South Korea on Monday unveiled its road map for a “return to normal,” about a year and nine months since the first case of COVID-19 was confirmed here.
The government COVID-19 response headquarters, comprising several ministries and the Korea Disease Control and Prevention Agency, said social distancing restrictions and other public health precautions will be lifted on a phased basis stretching over a dozen weeks.
The timeline put forth shows Korea will be entering phase one on Nov. 1, and then phase two on Dec. 13 to get to phase three on Jan. 24 next year. In the third and the final phase, all COVID-19 restrictions on businesses and personal interactions will end.
Each phase will last four weeks, with a grace period of up to two weeks. Depending on metrics such as hospital bed availability and intensive care patient counts, moving on to the next phase may be put off.
The headquarters, citing Bank of Korea projections, said maintaining the existing social distancing practices could cost Korea 13 trillion won ($11.12 billion) per month, which is tantamount to a loss of about 8 percent of yearly GDP.
The accrued socioeconomic costs of the pandemic-related restrictions, especially the devastation of small businesses, as well as the progress in vaccination rates and the consequent decline in deaths from COVID-19 provided the rationale for turning the tide, it said.
In the initial phase of Korea’s recovery from the pandemic, which will center on restoring normal operations for businesses, the changes due are as follows.
Regulations impacting businesses will be “minimal,” the headquarters said. Most businesses will no longer be required to close their doors by a certain hour. Restaurants, movie theaters, gyms and other “high-risk” venues that were subject to varying nighttime curfews can stay open 24 hours a day. Nightlife establishments, on the other hand, need to close by midnight.
At these venues considered to pose an “increased risk of contagion,” visitors will be asked to present proof of vaccination or negative PCR test results. Nightlife establishments are the only type of venue where unvaccinated people won’t be allowed even if they are negative and medically exempt from vaccination.
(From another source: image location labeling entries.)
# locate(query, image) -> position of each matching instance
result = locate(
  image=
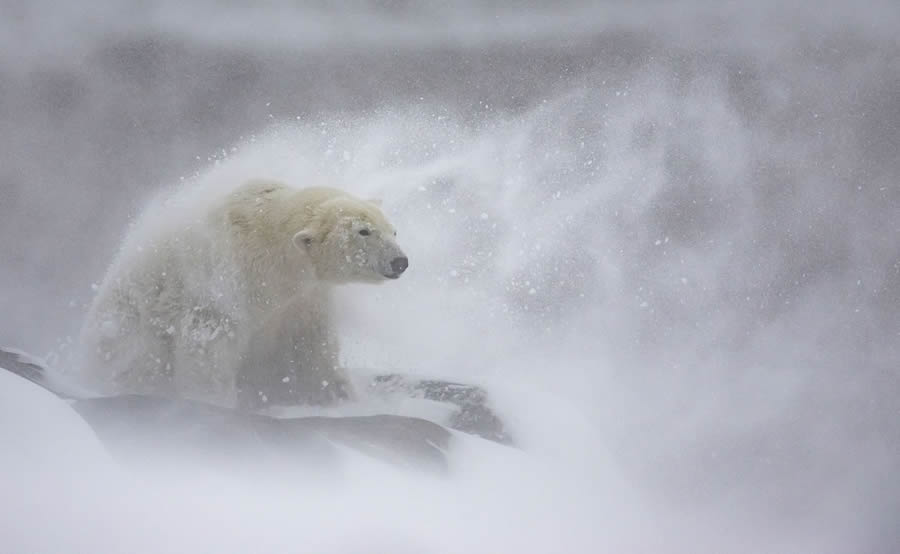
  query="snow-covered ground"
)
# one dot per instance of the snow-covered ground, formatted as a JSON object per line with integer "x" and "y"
{"x": 663, "y": 236}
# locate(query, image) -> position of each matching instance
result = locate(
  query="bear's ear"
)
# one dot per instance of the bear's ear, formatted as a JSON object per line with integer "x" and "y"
{"x": 303, "y": 239}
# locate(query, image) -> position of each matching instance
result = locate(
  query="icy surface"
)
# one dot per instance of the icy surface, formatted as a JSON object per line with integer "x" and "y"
{"x": 662, "y": 235}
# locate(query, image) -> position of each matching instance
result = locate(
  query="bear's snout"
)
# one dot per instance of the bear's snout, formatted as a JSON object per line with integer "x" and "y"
{"x": 398, "y": 266}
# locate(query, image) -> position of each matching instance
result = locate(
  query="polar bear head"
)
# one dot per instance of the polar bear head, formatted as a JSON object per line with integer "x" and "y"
{"x": 350, "y": 240}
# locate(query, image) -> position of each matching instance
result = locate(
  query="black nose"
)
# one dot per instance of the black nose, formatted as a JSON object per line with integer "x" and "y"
{"x": 399, "y": 265}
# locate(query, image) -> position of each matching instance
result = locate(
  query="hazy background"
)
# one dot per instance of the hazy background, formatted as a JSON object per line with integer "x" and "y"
{"x": 666, "y": 236}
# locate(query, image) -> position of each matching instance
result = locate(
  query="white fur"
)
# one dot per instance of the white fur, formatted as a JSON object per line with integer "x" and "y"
{"x": 230, "y": 300}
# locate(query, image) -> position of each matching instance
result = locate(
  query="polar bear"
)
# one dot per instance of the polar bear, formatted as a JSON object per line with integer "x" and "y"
{"x": 229, "y": 302}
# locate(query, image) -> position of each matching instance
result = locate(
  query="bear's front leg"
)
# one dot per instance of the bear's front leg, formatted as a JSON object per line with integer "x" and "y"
{"x": 292, "y": 360}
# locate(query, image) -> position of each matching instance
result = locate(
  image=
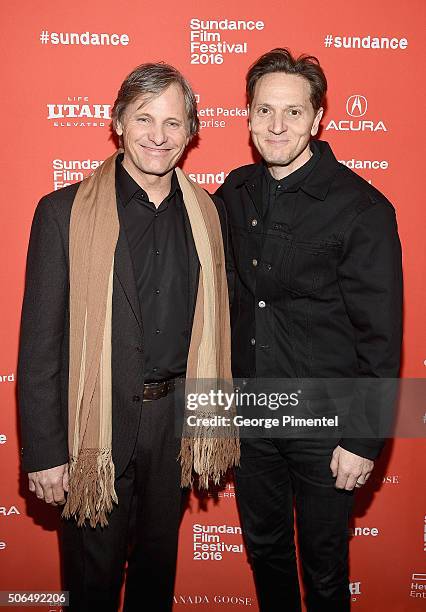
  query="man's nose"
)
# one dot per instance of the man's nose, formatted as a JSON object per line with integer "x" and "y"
{"x": 278, "y": 124}
{"x": 157, "y": 134}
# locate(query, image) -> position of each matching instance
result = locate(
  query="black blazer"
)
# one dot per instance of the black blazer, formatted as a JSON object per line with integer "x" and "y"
{"x": 44, "y": 341}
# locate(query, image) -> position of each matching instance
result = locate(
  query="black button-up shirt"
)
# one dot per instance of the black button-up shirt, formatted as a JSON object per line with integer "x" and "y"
{"x": 157, "y": 240}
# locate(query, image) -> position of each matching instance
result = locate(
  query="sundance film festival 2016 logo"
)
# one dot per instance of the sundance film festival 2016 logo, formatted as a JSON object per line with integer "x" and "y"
{"x": 76, "y": 111}
{"x": 206, "y": 44}
{"x": 356, "y": 121}
{"x": 68, "y": 171}
{"x": 209, "y": 541}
Minors under 18 and people who cannot be vaccinated for medical reasons do not need to provide proof of vaccination or a negative test.
Up to 10 people at a time will be able to meet up without having to show vaccination records or negative test results -- except at food outlets, where unvaccinated people won’t be able to gather in groups as large.
Large celebrations and rallies can entertain up to 100 people regardless of whether they are vaccinated. Among people who are fully vaccinated, as many as 500 can be accommodated.
Mask orders and QR code-based identification will stay for some time, however.
Wearing masks will continue to be mandatory indoors at least through the first and second phases. Letting go of masks may be possible in the last phase, the headquarters hinted.
For contact tracing purposes, people will be asked to scan smartphone-generated QR codes containing information such as resident registration numbers and vaccination status at all public places.
The pursuit of a return normal will proceed as planned unless there emerge “signs of a health care system collapse,” which the headquarters has defined as an 80 percent COVID-19 bed occupancy.
To alleviate the load on hospitals, at-home care, which has been the default arrangement for patients younger than 70 since late September, will be gradually expanded to patients of all ages with mild or no symptoms at the time of diagnosis. Admission to hospitals or other health care facilities will be reserved for patients with severe to critical illness.
Korea Disease Control and Prevention Agency Commissioner Jeong Eun-kyeong said in an address to the public that as the recovery phase of the pandemic unfolds, a rise in patient numbers was expected. Although more than 70 percent of the population is now fully vaccinated, there were some 10 million that have not received a first dose.
Despite all Jeong said now was time for Korea “to tread carefully on the road back to normal.” “COVID-19 could not be eradicated, but we need to find ways to safely coexist,” she said.